Deep billion-scale indexing

Efficient Indexing of Billion-Scale datasets of deep descriptors

In this project we investigated the indexing strategies for billion-scale datasets of deep descriptors, extracted from the last layers of convolutional neural networks. We have introduced two indexing structures: the Non-Orthogonal Inverted Multi-Index (NO-IMI) and the Generalized Non-Orthogonal Inverted Multi-Index. These structures continue the idea of the standard inverted multi-index but do not decompose the search space into orthogonal subspaces. We have demonstrated the success of the (G)NO-IMI on a new billion-scale dataset of deep descriptors (DEEP1B).
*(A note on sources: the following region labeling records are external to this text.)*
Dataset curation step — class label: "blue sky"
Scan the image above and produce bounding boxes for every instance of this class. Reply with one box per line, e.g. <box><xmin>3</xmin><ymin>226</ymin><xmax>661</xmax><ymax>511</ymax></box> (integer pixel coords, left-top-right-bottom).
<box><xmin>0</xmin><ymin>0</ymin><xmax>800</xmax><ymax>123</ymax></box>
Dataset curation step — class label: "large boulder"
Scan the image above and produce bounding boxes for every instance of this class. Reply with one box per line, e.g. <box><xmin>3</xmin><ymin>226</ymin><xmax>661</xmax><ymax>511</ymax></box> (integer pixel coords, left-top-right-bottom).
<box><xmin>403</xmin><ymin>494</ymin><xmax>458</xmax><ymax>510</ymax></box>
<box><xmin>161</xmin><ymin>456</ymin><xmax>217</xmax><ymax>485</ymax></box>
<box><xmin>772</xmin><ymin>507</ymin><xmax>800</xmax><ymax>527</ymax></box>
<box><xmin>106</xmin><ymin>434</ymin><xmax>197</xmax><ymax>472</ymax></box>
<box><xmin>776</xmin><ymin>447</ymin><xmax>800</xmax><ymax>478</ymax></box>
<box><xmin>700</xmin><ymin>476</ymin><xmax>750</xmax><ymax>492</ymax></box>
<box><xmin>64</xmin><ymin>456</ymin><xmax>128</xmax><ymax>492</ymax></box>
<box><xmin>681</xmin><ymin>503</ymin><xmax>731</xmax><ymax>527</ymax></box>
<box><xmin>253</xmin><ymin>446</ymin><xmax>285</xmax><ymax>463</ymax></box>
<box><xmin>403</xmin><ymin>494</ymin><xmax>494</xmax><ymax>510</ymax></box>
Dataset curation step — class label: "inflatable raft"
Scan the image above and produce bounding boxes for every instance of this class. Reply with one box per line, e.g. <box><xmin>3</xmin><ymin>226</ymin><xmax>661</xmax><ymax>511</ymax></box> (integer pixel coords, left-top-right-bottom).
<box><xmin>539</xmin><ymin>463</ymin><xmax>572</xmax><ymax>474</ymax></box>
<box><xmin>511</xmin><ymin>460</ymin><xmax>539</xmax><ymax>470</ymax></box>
Paper: Artem Babenko and Victor Lempitsky, Efficient Indexing of Billion-Scale datasets of deep descriptors, CVPR 2016

Code: https://github.com/arbabenko/GNOIMI

Dataset: https://yadi.sk/d/11eDCm7Dsn9GA

The dataset contains:

One billion 96-descriptors in the base set. The vectors are stored in .fvecs format. The base file is splitted into several chunks no bigger than 10Gb and one has to concatenate the chunks to obtain the file.
About 350 millions vectors in the learn set. This set is also stored in .fvecs format and is splitted into several chunks.
10.000 queries
The precomputed exact nearest neighbors ids for the queries. The ids are stored in .ivecs format.
The sample dataset containing 10 millions descriptors.